Especialista em saúde pública, Eloy Yanes integrou o Comitê de Educação para o Trânsito de Alagoas por uma década e percebeu que, especialmente no interior do Norte e Nordeste, há deficiência na qualificação dos pilotos. “Aqui se usa moto até para tanger bois. O problema é que grande parte não tem CNH [Carteira Nacional de Habilitação], acha que é como subir numa bicicleta, não conhece a forma correta de guiar, não segue leis de trânsito, não usa de forma segura. Já vi relato no interior de uma pessoa que comprou a moto e, quando ligou, caiu para trás. Ou seja, ele compra e vai aprender a guiar depois”, conta.

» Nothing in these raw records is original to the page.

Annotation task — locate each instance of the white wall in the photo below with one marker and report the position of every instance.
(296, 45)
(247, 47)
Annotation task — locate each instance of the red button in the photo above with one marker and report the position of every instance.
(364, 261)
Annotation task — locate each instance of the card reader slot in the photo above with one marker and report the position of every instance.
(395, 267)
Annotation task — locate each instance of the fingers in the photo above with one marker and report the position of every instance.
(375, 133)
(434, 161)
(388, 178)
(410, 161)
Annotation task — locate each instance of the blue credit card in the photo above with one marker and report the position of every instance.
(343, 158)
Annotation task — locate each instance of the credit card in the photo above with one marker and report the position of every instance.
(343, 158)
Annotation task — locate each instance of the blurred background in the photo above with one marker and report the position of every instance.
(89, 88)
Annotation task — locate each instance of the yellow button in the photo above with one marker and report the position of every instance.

Um outro problema nas regiões mais pobres, diz Yanes, é a venda fácil de motos de baixa cilindrada, os chamados ciclomotores. “Quando se fala em moto, grande parte são as 'cinquentinhas' e acaba-se penalizando como se fossem todas as motos. Mesmo nas cidades maiores, as autoridades não têm um efetivo de fato que consiga coibir e fiscalizar. Eles fazem muita operação que pegam motos de formas irregular, mas não é algo muito abrangente”, afirma.

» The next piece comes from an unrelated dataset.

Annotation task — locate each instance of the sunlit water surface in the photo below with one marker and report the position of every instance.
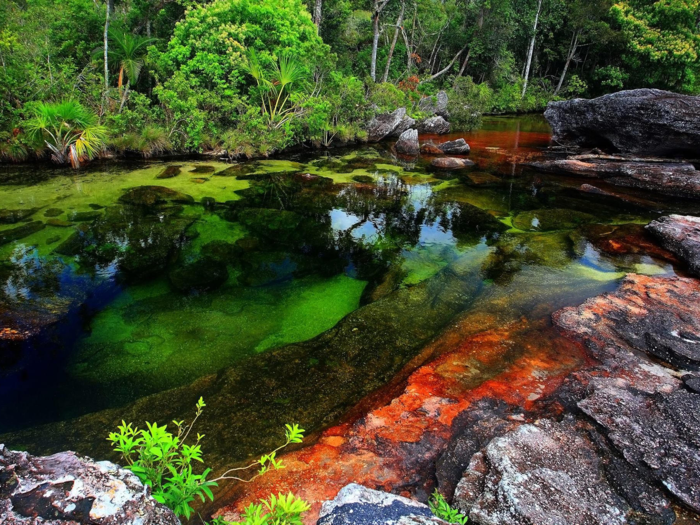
(147, 291)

Outro fator considerado relevante pelo consultor Eduardo Biviati são as falhas em vias urbanas e rodoviárias. "A qualidade do pavimento, a engenharia das vias não foram pensadas para motociclistas. O padrão predominante de acidentes é em cruzamentos, e na Europa você tem vários elementos para aumentar a percepção de que ali é área de conflito, de atenção. Aqui não tem. Ou seja, não é só que o motociclista é irresponsável: o espaço viária não protege ele, nem o ciclista, nem o pedestre", diz.
Dados do estudo
- o uso de cinto de segurança por passageiros de carros no banco da frente reduz o risco de morte em 50%
- o uso de capacete reduz o risco de morte em acidentes com motos em 40%
- o uso de cinto de segurança por passageiros no banco de trás de um carro reduz o risco de morte em 75%
- os motociclistas são 37% dos mortos e 56% dos feridos em acidentes do trânsito brasileiro
- em 2013, a estimativa é que o país tenha gastado R$ 16,9 bilhões com os acidentes de trânsito
- na região Nordeste, 49% das vítimas mortas em acidentes de trânsito estavam em motos
- desde 2012, quando a Lei Seca começou a ser aplicada no país com maior rigor, o percentual de adultos que admitem beber e dirigir nas capitais do país teve queda de 16%
O estudo foi patrocinado pela companhia Ambev e realizado pelo Observatório Nacional de Segurança Viária e pela consultoria Falconi. O levantamento traz um cruzamento de dados da Associação Nacional dos Transportes Públicos (ANTP), da Confederação Nacional do Transporte (CNT), do Datasus (Departamento de Informática do Sistema Único de Saúde), do Departamento Nacional de Trânsito (Denatran), do Departamento Nacional de Infraestrutura de Transportes (Dnit), do Instituto Brasileiro de Geografia e Estatística (IBGE), do Instituto de Pesquisa Econômica Aplicada (Ipea) e da Organização Mundial da Saúde (OMS).